Blog do Victor Martins
Futebol

A morte de Kevin

SÃO PAULO | Uma breve pensata sobre a morte de Kevin Beltrán, 14 anos, no estádio de Oruro, e das pessoas tresloucadas que tentam separar os fatos, considerar como fatalidade ou incidente, culpa do acaso, azar ou coisa do tipo — ou, no caso da comparação com Heysel [Bélgica, 1985, torcida do Liverpool, 38 mortos], […]

SÃO PAULO | Uma breve pensata sobre a morte de Kevin Beltrán, 14 anos, no estádio de Oruro, e das pessoas tresloucadas que tentam separar os fatos, considerar como fatalidade ou incidente, culpa do acaso, azar ou coisa do tipo — ou, no caso da comparação com Heysel [Bélgica, 1985, torcida do Liverpool, 38 mortos], que não foram para matar intencionalmente e trololó: não viajem.

O que aconteceu ontem à noite na Bolívia é similar ao que vemos comumente ao que se considera como homicídio doloso ou culposo. É tudo que é perigoso e/ou proibido e que, em mãos erradas, pode causar tragédias. Falar em fatalidade é ser cretino, é ser desrespeitoso com Kevin, com a família, com quem tem um mínimo de juízo e sanidade. E se lá, o banimento por 5 anos de todos os times ingleses das competições europeias resolveu, aqui haveria de dar um jeito. Porque só mexendo na paixão dessa gente é que essa gente vai se mexer, vai agir como seres humanos decentes e normais.

Até porque sabemos muito bem que todos os times financiam essa farra de torcida organizada, o que faz concluir que times e torcidas são praticamente uma coisa só: coexistem simbioticamente. Logo há de vir à tona a notícia de que um advogado do Corinthians vai ajudar os torcedores. E se fosse com o Palmeiras, defenderia severamente a exclusão do time da Libertadores. Ou mesmo todos os times da CBF. Tira todo mundo da brincadeira pra ver se a lição não entra goela abaixo — é a história de sempre: negada só aprende diante de um mau exemplo.

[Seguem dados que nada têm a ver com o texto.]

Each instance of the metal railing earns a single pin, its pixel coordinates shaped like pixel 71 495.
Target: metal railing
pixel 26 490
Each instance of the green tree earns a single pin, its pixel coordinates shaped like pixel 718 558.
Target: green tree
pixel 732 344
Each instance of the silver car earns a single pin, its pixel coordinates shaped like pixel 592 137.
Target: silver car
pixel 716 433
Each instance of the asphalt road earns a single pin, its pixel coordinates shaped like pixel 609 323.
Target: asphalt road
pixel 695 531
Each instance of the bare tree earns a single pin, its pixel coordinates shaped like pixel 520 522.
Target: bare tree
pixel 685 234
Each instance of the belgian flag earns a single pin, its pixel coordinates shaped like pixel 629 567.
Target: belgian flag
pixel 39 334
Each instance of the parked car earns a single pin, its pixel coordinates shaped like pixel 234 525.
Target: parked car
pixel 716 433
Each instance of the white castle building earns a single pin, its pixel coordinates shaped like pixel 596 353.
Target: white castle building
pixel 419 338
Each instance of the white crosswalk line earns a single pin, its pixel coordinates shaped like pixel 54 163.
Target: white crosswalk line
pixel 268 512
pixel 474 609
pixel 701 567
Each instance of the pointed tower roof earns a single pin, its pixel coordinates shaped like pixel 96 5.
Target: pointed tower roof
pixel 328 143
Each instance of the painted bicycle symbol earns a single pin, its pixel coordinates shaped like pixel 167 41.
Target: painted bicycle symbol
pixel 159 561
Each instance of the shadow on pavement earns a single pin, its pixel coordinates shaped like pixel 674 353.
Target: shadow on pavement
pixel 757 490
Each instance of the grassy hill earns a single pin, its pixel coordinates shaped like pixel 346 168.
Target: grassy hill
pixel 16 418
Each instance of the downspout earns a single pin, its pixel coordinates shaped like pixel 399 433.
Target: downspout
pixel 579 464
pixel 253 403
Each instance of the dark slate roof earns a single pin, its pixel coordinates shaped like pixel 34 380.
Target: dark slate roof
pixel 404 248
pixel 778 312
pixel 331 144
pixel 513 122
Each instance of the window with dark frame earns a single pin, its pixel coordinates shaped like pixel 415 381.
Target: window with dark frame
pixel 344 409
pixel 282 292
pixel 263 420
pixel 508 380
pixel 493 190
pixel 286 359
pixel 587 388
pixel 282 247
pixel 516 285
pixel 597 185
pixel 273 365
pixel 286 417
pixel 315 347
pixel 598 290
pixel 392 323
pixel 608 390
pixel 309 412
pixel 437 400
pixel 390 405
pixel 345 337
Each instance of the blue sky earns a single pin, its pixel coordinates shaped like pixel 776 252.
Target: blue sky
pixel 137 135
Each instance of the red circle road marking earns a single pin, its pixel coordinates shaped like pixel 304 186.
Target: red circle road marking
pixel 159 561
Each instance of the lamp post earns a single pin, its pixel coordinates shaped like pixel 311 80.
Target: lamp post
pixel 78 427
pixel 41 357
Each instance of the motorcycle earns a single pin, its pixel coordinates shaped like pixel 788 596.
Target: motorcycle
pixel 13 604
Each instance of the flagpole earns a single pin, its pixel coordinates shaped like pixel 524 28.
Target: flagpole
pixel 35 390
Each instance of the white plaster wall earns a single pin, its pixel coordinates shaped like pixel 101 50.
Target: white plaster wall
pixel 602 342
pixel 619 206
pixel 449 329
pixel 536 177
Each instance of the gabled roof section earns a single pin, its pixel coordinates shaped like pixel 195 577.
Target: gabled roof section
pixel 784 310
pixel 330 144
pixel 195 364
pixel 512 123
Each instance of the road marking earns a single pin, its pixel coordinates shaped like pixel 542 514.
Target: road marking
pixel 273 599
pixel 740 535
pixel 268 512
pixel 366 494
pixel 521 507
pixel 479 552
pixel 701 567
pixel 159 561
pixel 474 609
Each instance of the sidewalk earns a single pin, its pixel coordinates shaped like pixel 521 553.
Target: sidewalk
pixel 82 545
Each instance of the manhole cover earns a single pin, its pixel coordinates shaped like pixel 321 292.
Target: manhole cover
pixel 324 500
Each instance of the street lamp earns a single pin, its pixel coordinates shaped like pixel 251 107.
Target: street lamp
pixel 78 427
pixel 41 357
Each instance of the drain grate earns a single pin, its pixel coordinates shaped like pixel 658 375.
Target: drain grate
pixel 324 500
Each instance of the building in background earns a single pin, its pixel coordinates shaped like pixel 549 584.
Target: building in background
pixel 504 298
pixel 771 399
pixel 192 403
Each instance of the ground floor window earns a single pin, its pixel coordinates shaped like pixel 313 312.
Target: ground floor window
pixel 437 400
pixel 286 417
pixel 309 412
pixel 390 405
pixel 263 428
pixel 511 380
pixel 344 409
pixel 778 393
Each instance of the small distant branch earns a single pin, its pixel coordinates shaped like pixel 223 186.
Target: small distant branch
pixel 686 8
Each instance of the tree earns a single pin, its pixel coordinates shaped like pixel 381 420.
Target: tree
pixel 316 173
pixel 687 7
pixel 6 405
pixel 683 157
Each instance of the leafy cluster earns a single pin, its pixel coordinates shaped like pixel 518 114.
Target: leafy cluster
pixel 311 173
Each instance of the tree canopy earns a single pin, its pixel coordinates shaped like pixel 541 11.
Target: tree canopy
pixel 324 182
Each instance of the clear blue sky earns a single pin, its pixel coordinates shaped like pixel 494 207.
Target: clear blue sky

Que se dane se houve ou não a intenção. Matar um moleque de 14 anos com um objeto que é proibido é a mesma coisa que assassinar propositalmente. Ninguém chegou na porta do estádio ontem na Bolívia portando o sinalizador de boa e dando ‘buenas noches’ para os guardas ali na catraca com a maior simplicidade. Todo mundo escondeu essa merda em algum lugar, para não dizer no meio do rabo. Todo mundo que usa isso sabe do perigo que pode causar — como o tal ‘Tiozão da Hornet’, que, ao andar a 300 km/h com sua motoca, tem a ciência que pode estraçalhar com a vida de alguéns; ou aquele que leva 50 g de cocaína pra balada pra cheirar no banheiro sabe dos riscos de empacotar com uma overdose.

A gente precisa ser racional nessas horas. Uma vida vale muito mais do que qualquer jogo ou título. Tite disse bem, e é admirável cada vez mais sua postura não só como treinador, mas como indivíduo. Se a Conmebol tivesse um pouquinho, só um pouquinho de dignidade, parava esse campeonato. Colocava ordem nessa porra toda. Mas se ela não consegue evitar que a torcida atire pedras nos jogadores durante um escanteio ou só se pronuncia 12 horas depois de um grave ocorrido como o desta quarta-feira, ela é conivente com isso.

A Conmebol ajudou a matar Kevin ontem.